GABA(B) receptor isoforms GBR1a and GBR1b, appear to be associated with pre- and post-synaptic elements respectively in rat and human cerebellum

Abstract

1. Metabotropic gamma-aminobutyric acid (GABA) receptors, GABA(B), are coupled through G-proteins to K+ and Ca2+ channels in neuronal membranes. Cloning of the GABAB receptor has not uncovered receptor subtypes, but demonstrated two isoforms, designated GBR1a and GBR1b, which differ in their N terminal regions. In the rodent cerebellum GABA(B) receptors are localized to a greater extent in the molecular layer, and are reported to exist on granule cell parallel fibre terminals and Purkinje cell (PC) dendrites, which may represent pre- and post-synaptic receptors. 2. The objective of this study was to localize the mRNA splice variants, GBR1a and GBR1b for GABA(B) receptors in rat cerebellum, for comparison with the localization in human cerebellum using in situ hybridization. 3. Receptor autoradiography was performed utilizing [3H]-CGP62349 to localize GABA(B) receptors in rat and human cerebellum. Radioactively labelled oligonucleotide probes were used to localize GBR1a and GBR1b, and by dipping slides in photographic emulsion, silver grain images were obtained for quantification at the cellular level. 4. Binding of 0.5 nM [3H]-CGP62349 demonstrated significantly higher binding to GABA(B) receptors in the molecular layer than the granule cell (GC) layer of rat cerebellum (molecular layer binding 200+/-11% of GC layer; P<0.0001). GBR1a mRNA expression was found to be predominantly in the GC layer (PC layer grains 6+/-6% of GC layer grains; P<0.05), and GBR1b expression predominantly in PCs (PC layer grains 818+/-14% of GC layer grains; P<0.0001). 5. The differential distribution of GBR1a and GBR1b mRNA splice variants for GABA(B) receptors suggests a possible association of GBR1a and GBR1b with pre- and post-synaptic elements respectively.

Figure 1

Autoradiographic images depicting total binding of 0.5 mM [³H]-CGP62349 in 10 μm sections of (a) rat cerebellum, and (b) human cerebellum. Non specific binding was equivalent to film background.
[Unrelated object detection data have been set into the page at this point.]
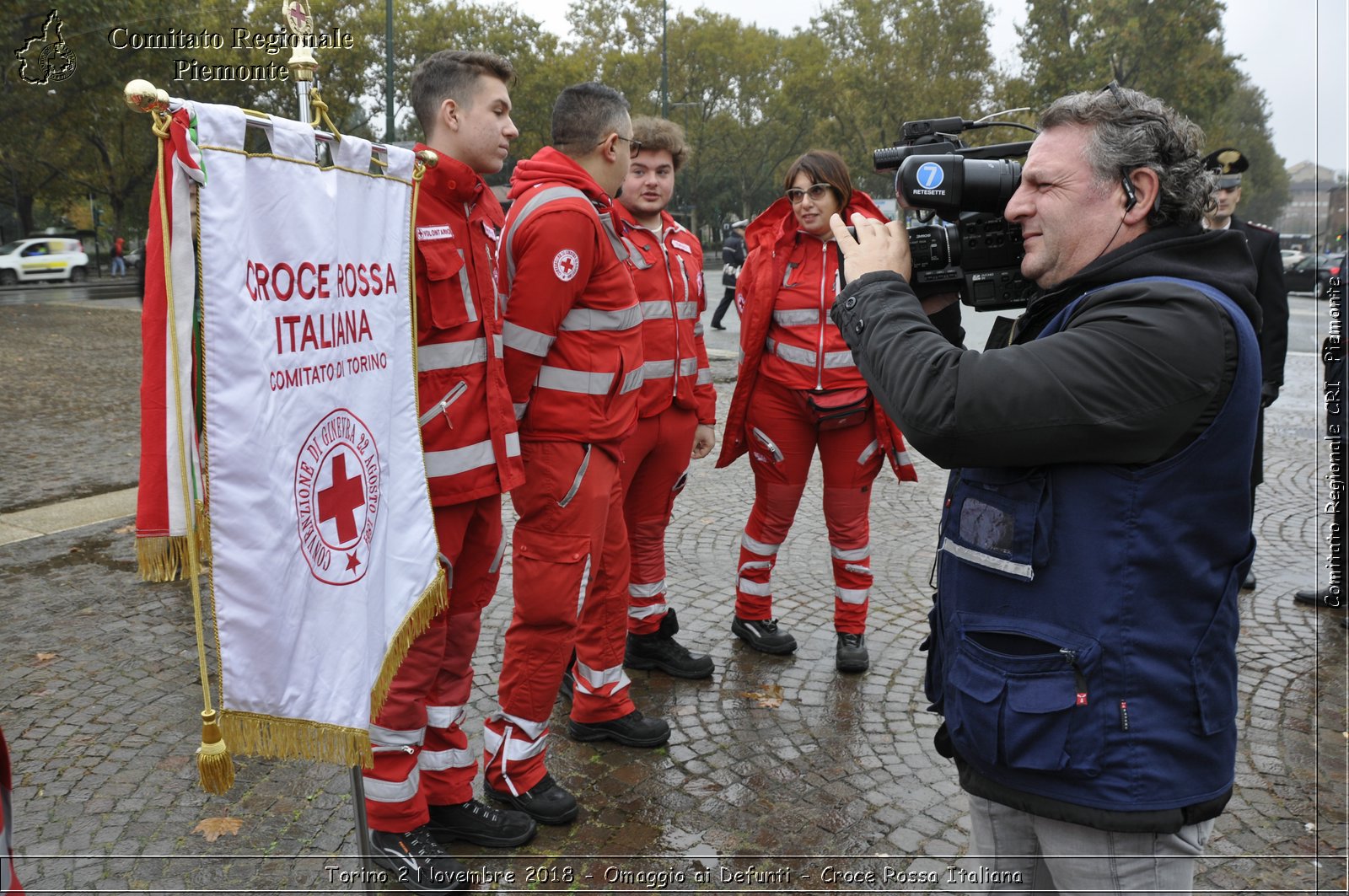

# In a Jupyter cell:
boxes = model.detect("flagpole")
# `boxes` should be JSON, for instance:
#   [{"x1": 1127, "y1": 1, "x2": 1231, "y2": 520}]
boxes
[{"x1": 281, "y1": 0, "x2": 379, "y2": 880}]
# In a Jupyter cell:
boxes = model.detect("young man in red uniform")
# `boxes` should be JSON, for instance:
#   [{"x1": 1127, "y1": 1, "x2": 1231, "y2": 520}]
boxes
[
  {"x1": 484, "y1": 83, "x2": 669, "y2": 824},
  {"x1": 616, "y1": 117, "x2": 717, "y2": 679},
  {"x1": 366, "y1": 50, "x2": 537, "y2": 893}
]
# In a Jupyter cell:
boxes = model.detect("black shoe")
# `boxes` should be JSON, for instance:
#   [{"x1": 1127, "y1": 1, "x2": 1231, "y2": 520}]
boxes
[
  {"x1": 1293, "y1": 586, "x2": 1344, "y2": 610},
  {"x1": 731, "y1": 617, "x2": 796, "y2": 653},
  {"x1": 483, "y1": 775, "x2": 580, "y2": 824},
  {"x1": 834, "y1": 631, "x2": 872, "y2": 672},
  {"x1": 623, "y1": 610, "x2": 715, "y2": 679},
  {"x1": 369, "y1": 824, "x2": 468, "y2": 893},
  {"x1": 429, "y1": 800, "x2": 538, "y2": 846},
  {"x1": 567, "y1": 710, "x2": 670, "y2": 746}
]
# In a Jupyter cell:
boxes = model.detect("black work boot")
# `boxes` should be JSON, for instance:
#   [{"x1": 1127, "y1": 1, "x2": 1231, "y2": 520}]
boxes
[
  {"x1": 623, "y1": 610, "x2": 713, "y2": 679},
  {"x1": 834, "y1": 631, "x2": 872, "y2": 672},
  {"x1": 731, "y1": 617, "x2": 796, "y2": 653}
]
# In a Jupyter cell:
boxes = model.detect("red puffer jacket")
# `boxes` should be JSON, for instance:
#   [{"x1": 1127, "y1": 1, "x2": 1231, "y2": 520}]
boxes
[
  {"x1": 717, "y1": 190, "x2": 917, "y2": 482},
  {"x1": 416, "y1": 144, "x2": 524, "y2": 505},
  {"x1": 614, "y1": 204, "x2": 717, "y2": 427}
]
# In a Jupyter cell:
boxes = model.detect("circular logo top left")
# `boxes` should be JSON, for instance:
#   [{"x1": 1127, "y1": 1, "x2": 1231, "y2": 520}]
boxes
[{"x1": 295, "y1": 407, "x2": 380, "y2": 584}]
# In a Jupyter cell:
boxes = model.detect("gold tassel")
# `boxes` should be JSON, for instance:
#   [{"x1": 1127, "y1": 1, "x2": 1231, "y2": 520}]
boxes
[
  {"x1": 369, "y1": 563, "x2": 449, "y2": 719},
  {"x1": 137, "y1": 536, "x2": 187, "y2": 582},
  {"x1": 197, "y1": 710, "x2": 234, "y2": 793}
]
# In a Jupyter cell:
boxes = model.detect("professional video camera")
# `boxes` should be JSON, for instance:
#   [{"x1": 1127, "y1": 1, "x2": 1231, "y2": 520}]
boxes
[{"x1": 872, "y1": 117, "x2": 1035, "y2": 310}]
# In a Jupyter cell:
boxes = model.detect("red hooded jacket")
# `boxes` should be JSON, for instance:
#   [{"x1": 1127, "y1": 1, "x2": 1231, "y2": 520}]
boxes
[
  {"x1": 717, "y1": 190, "x2": 917, "y2": 482},
  {"x1": 497, "y1": 147, "x2": 643, "y2": 444}
]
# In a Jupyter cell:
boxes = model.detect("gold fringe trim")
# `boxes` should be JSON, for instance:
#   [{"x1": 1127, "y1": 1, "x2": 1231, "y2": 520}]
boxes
[
  {"x1": 137, "y1": 536, "x2": 187, "y2": 582},
  {"x1": 220, "y1": 710, "x2": 375, "y2": 768},
  {"x1": 369, "y1": 563, "x2": 449, "y2": 719},
  {"x1": 197, "y1": 501, "x2": 212, "y2": 566}
]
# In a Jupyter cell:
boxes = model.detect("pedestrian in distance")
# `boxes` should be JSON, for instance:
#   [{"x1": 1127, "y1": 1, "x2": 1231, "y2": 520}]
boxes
[
  {"x1": 615, "y1": 117, "x2": 717, "y2": 679},
  {"x1": 364, "y1": 50, "x2": 537, "y2": 893},
  {"x1": 484, "y1": 83, "x2": 669, "y2": 824},
  {"x1": 834, "y1": 83, "x2": 1261, "y2": 892},
  {"x1": 1203, "y1": 148, "x2": 1288, "y2": 588},
  {"x1": 717, "y1": 150, "x2": 917, "y2": 672},
  {"x1": 712, "y1": 220, "x2": 750, "y2": 330}
]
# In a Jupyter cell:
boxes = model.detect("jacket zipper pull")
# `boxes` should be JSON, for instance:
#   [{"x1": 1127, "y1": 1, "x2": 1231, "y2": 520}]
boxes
[{"x1": 1059, "y1": 647, "x2": 1088, "y2": 706}]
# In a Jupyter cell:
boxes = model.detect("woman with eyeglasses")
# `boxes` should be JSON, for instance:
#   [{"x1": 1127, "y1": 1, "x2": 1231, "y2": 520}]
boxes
[{"x1": 717, "y1": 150, "x2": 917, "y2": 672}]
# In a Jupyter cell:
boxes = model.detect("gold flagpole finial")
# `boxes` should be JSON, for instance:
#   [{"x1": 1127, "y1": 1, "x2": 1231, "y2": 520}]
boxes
[{"x1": 121, "y1": 78, "x2": 169, "y2": 112}]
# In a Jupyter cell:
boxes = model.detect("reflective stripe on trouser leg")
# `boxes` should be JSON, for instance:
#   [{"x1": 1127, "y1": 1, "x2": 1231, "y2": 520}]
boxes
[
  {"x1": 483, "y1": 712, "x2": 548, "y2": 797},
  {"x1": 572, "y1": 452, "x2": 637, "y2": 723},
  {"x1": 621, "y1": 405, "x2": 697, "y2": 634}
]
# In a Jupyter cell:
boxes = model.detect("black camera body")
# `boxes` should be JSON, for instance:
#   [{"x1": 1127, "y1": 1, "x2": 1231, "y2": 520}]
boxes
[{"x1": 872, "y1": 117, "x2": 1035, "y2": 310}]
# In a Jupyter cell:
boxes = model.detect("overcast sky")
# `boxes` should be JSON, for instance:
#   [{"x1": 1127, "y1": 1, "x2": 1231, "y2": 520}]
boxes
[{"x1": 518, "y1": 0, "x2": 1349, "y2": 171}]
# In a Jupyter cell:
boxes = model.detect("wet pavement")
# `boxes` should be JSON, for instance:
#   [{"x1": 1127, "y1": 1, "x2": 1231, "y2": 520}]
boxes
[{"x1": 0, "y1": 277, "x2": 1349, "y2": 893}]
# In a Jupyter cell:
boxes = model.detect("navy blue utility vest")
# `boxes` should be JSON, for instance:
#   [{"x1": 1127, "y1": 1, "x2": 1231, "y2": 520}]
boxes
[{"x1": 927, "y1": 276, "x2": 1260, "y2": 830}]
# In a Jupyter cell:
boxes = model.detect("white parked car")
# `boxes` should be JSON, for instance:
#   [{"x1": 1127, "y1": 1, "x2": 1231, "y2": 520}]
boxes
[{"x1": 0, "y1": 236, "x2": 89, "y2": 286}]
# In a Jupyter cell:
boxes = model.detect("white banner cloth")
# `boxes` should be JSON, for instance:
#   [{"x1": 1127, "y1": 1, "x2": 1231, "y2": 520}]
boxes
[{"x1": 193, "y1": 104, "x2": 443, "y2": 761}]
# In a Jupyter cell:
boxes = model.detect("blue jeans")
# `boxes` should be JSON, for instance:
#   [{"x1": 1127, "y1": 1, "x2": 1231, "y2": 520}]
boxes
[{"x1": 963, "y1": 793, "x2": 1214, "y2": 893}]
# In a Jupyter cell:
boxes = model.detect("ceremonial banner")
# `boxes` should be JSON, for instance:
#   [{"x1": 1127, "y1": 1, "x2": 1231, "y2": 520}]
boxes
[{"x1": 191, "y1": 104, "x2": 445, "y2": 765}]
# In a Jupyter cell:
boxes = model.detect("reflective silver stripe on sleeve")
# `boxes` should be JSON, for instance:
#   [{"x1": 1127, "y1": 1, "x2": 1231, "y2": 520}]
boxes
[
  {"x1": 938, "y1": 539, "x2": 1035, "y2": 582},
  {"x1": 642, "y1": 359, "x2": 674, "y2": 379},
  {"x1": 740, "y1": 532, "x2": 782, "y2": 557},
  {"x1": 456, "y1": 249, "x2": 477, "y2": 321},
  {"x1": 427, "y1": 706, "x2": 468, "y2": 727},
  {"x1": 535, "y1": 366, "x2": 617, "y2": 395},
  {"x1": 627, "y1": 600, "x2": 668, "y2": 620},
  {"x1": 369, "y1": 725, "x2": 427, "y2": 746},
  {"x1": 417, "y1": 339, "x2": 487, "y2": 371},
  {"x1": 558, "y1": 305, "x2": 642, "y2": 332},
  {"x1": 423, "y1": 438, "x2": 497, "y2": 476},
  {"x1": 834, "y1": 588, "x2": 872, "y2": 604},
  {"x1": 773, "y1": 308, "x2": 820, "y2": 326},
  {"x1": 364, "y1": 766, "x2": 421, "y2": 803},
  {"x1": 627, "y1": 579, "x2": 665, "y2": 598},
  {"x1": 502, "y1": 321, "x2": 556, "y2": 357},
  {"x1": 417, "y1": 750, "x2": 477, "y2": 772}
]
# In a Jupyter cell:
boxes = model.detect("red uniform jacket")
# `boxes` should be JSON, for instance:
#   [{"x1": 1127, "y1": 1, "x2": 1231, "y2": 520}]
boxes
[
  {"x1": 717, "y1": 190, "x2": 917, "y2": 482},
  {"x1": 497, "y1": 147, "x2": 643, "y2": 444},
  {"x1": 416, "y1": 144, "x2": 524, "y2": 505},
  {"x1": 614, "y1": 204, "x2": 717, "y2": 427}
]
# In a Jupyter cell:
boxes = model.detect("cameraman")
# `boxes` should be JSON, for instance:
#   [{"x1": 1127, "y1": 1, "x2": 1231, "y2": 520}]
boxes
[{"x1": 832, "y1": 83, "x2": 1260, "y2": 892}]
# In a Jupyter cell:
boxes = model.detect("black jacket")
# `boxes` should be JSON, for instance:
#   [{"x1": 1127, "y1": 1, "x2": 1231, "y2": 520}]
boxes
[{"x1": 834, "y1": 225, "x2": 1260, "y2": 467}]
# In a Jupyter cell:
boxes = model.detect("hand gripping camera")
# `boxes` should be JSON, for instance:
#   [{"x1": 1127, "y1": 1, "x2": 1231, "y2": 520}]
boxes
[{"x1": 872, "y1": 117, "x2": 1035, "y2": 312}]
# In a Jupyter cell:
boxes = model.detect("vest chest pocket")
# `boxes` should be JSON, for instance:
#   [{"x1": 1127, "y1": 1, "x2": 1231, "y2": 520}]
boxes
[
  {"x1": 417, "y1": 240, "x2": 477, "y2": 330},
  {"x1": 942, "y1": 614, "x2": 1109, "y2": 777},
  {"x1": 940, "y1": 469, "x2": 1054, "y2": 582}
]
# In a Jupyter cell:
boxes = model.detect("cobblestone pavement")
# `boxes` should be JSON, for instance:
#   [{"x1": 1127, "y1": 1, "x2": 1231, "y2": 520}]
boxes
[{"x1": 0, "y1": 289, "x2": 1349, "y2": 893}]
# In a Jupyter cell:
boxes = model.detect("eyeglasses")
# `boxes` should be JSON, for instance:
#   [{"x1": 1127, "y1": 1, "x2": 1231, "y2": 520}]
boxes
[
  {"x1": 614, "y1": 133, "x2": 646, "y2": 155},
  {"x1": 787, "y1": 184, "x2": 834, "y2": 205}
]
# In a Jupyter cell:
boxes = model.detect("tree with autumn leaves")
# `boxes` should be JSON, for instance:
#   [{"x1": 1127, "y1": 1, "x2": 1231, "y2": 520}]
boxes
[{"x1": 0, "y1": 0, "x2": 1287, "y2": 236}]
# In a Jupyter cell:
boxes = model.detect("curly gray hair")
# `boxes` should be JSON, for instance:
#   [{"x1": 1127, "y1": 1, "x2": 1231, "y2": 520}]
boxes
[{"x1": 1040, "y1": 81, "x2": 1217, "y2": 227}]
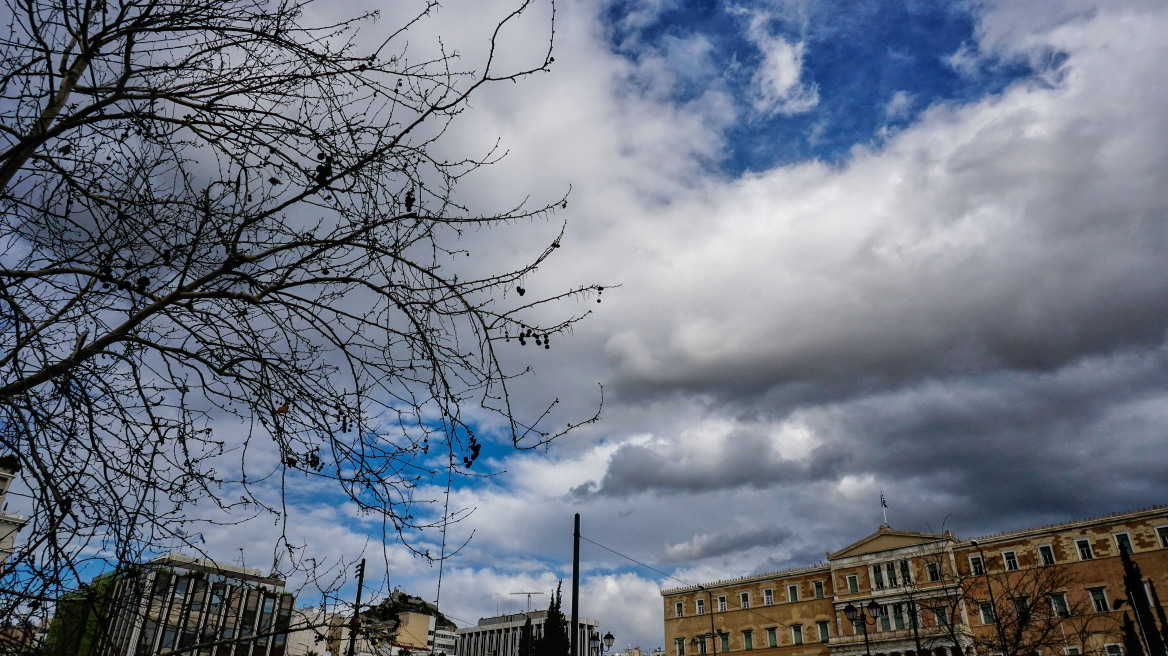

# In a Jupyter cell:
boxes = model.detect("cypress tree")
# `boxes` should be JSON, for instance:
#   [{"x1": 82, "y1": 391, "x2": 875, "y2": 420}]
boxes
[{"x1": 1124, "y1": 613, "x2": 1145, "y2": 656}]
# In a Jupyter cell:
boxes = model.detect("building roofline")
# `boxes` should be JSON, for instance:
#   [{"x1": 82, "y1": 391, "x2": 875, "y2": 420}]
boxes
[
  {"x1": 661, "y1": 563, "x2": 830, "y2": 596},
  {"x1": 961, "y1": 503, "x2": 1168, "y2": 544}
]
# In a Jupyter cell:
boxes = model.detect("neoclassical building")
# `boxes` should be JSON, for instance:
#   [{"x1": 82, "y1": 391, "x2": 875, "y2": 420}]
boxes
[{"x1": 661, "y1": 505, "x2": 1168, "y2": 656}]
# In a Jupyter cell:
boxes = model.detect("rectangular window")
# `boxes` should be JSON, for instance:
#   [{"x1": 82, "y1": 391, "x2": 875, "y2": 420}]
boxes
[
  {"x1": 1002, "y1": 551, "x2": 1018, "y2": 572},
  {"x1": 1050, "y1": 592, "x2": 1071, "y2": 617},
  {"x1": 969, "y1": 556, "x2": 986, "y2": 577},
  {"x1": 1038, "y1": 544, "x2": 1055, "y2": 565},
  {"x1": 1087, "y1": 587, "x2": 1111, "y2": 613}
]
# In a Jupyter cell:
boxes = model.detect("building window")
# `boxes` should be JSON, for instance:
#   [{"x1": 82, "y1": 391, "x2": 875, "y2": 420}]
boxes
[
  {"x1": 1038, "y1": 544, "x2": 1055, "y2": 565},
  {"x1": 1087, "y1": 587, "x2": 1111, "y2": 613},
  {"x1": 1050, "y1": 592, "x2": 1071, "y2": 617},
  {"x1": 1002, "y1": 551, "x2": 1018, "y2": 572},
  {"x1": 969, "y1": 556, "x2": 986, "y2": 577}
]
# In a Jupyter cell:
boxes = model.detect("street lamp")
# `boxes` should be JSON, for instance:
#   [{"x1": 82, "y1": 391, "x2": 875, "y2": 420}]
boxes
[
  {"x1": 843, "y1": 599, "x2": 885, "y2": 656},
  {"x1": 588, "y1": 631, "x2": 617, "y2": 656},
  {"x1": 969, "y1": 539, "x2": 1009, "y2": 656}
]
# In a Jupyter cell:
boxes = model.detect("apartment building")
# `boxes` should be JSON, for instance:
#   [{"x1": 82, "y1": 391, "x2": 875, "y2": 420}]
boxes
[
  {"x1": 46, "y1": 553, "x2": 296, "y2": 656},
  {"x1": 661, "y1": 505, "x2": 1168, "y2": 656},
  {"x1": 458, "y1": 610, "x2": 600, "y2": 656}
]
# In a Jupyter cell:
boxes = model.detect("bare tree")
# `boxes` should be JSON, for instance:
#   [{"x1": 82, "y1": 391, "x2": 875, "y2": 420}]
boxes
[
  {"x1": 0, "y1": 0, "x2": 603, "y2": 630},
  {"x1": 920, "y1": 550, "x2": 1118, "y2": 656}
]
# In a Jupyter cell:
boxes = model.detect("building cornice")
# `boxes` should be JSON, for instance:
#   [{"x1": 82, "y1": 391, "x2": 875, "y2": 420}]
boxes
[
  {"x1": 961, "y1": 503, "x2": 1168, "y2": 546},
  {"x1": 661, "y1": 563, "x2": 832, "y2": 596}
]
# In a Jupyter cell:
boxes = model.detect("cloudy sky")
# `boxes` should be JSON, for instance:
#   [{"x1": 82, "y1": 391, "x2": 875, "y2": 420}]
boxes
[{"x1": 160, "y1": 0, "x2": 1168, "y2": 649}]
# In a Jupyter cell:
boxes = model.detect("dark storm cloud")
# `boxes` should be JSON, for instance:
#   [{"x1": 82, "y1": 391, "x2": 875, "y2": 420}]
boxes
[{"x1": 661, "y1": 526, "x2": 792, "y2": 565}]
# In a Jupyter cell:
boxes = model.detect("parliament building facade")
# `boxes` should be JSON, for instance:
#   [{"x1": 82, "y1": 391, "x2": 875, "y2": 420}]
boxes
[{"x1": 661, "y1": 505, "x2": 1168, "y2": 656}]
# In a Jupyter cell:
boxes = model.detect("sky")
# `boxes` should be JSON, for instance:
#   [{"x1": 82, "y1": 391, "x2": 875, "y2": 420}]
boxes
[{"x1": 29, "y1": 0, "x2": 1168, "y2": 649}]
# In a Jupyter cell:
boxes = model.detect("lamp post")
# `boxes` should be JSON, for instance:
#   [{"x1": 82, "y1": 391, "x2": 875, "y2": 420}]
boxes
[
  {"x1": 843, "y1": 599, "x2": 884, "y2": 656},
  {"x1": 969, "y1": 539, "x2": 1010, "y2": 656},
  {"x1": 588, "y1": 631, "x2": 617, "y2": 656}
]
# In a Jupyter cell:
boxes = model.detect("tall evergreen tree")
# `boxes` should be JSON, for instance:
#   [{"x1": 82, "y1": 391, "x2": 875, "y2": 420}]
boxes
[
  {"x1": 1124, "y1": 613, "x2": 1145, "y2": 656},
  {"x1": 533, "y1": 581, "x2": 571, "y2": 656},
  {"x1": 1119, "y1": 545, "x2": 1168, "y2": 656}
]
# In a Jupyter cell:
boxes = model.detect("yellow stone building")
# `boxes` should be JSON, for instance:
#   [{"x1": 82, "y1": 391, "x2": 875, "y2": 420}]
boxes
[{"x1": 661, "y1": 505, "x2": 1168, "y2": 656}]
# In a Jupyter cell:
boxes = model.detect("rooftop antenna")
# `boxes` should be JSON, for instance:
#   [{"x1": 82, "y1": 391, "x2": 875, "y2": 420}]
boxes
[{"x1": 510, "y1": 592, "x2": 548, "y2": 613}]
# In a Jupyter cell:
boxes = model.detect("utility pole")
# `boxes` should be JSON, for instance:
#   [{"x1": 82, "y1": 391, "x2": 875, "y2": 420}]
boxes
[{"x1": 349, "y1": 558, "x2": 364, "y2": 656}]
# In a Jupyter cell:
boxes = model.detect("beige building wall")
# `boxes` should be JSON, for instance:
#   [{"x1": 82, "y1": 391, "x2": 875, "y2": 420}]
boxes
[{"x1": 661, "y1": 505, "x2": 1168, "y2": 656}]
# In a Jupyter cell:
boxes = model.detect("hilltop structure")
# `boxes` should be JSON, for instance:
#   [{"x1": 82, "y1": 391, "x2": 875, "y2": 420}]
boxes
[{"x1": 661, "y1": 505, "x2": 1168, "y2": 656}]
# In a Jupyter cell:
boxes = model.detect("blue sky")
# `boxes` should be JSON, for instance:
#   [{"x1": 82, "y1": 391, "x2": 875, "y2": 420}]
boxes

Abbreviations: Gr, granule cell layer; Mol, molecular layer.

Figure 2

Autoradiographic images at macro- and microscopic levels depicting in situ hybridization of ³⁵S-dATP labelled oligonucleotides specific for GABA_B splice variants in 10 μm sections of rat cerebellum, in (a) and (b) GBR1pan, (c) and (d) GBR1a and (e) and (f) GBR1b. Abbreviations: Gr, granule cell layer; Mol, molecular layer; P, Purkinje cell.

Figure 3

Mean number of grains counted over Purkinje cells (filled bars) and granule cell layer (open bars) in rat cerebellum expressed as a percentage of grains counted in the granule cell layer (mean±s.e.mean, n=3) for (a) GRB1pan, (b) GBR1a and (c) GBR1b. Statistical analysis used Student's t-test (two tailed) where ^* represents P<0.05; ^*** represents P<0.0001.

Figure 4

Autoradiographic images at macro- and microscopic levels depicting in situ hybridization of ³⁵S-dATP labelled oligonucleotides specific for GABA_B splice variants in 10 μm sections of human cerebellar cortex, in (a) and (b) GBR1pan, (c) and (d) GBR1a and (e) and (f) GBR1b. The black areas at the top right of (e) represent artefact. Abbreviations: Gr, granule cell layer; Mol, molecular layer; P, Purkinje cell.

Figure 5

Number of grains counted over Purkinje cells (filled bars) and granule cell layer (open bars) of human cerebellum expressed as a percentage of grains counted in the granule cell layer (n=1) for (a) GBR1pan, (b) GBR1a and (c) GBR1b.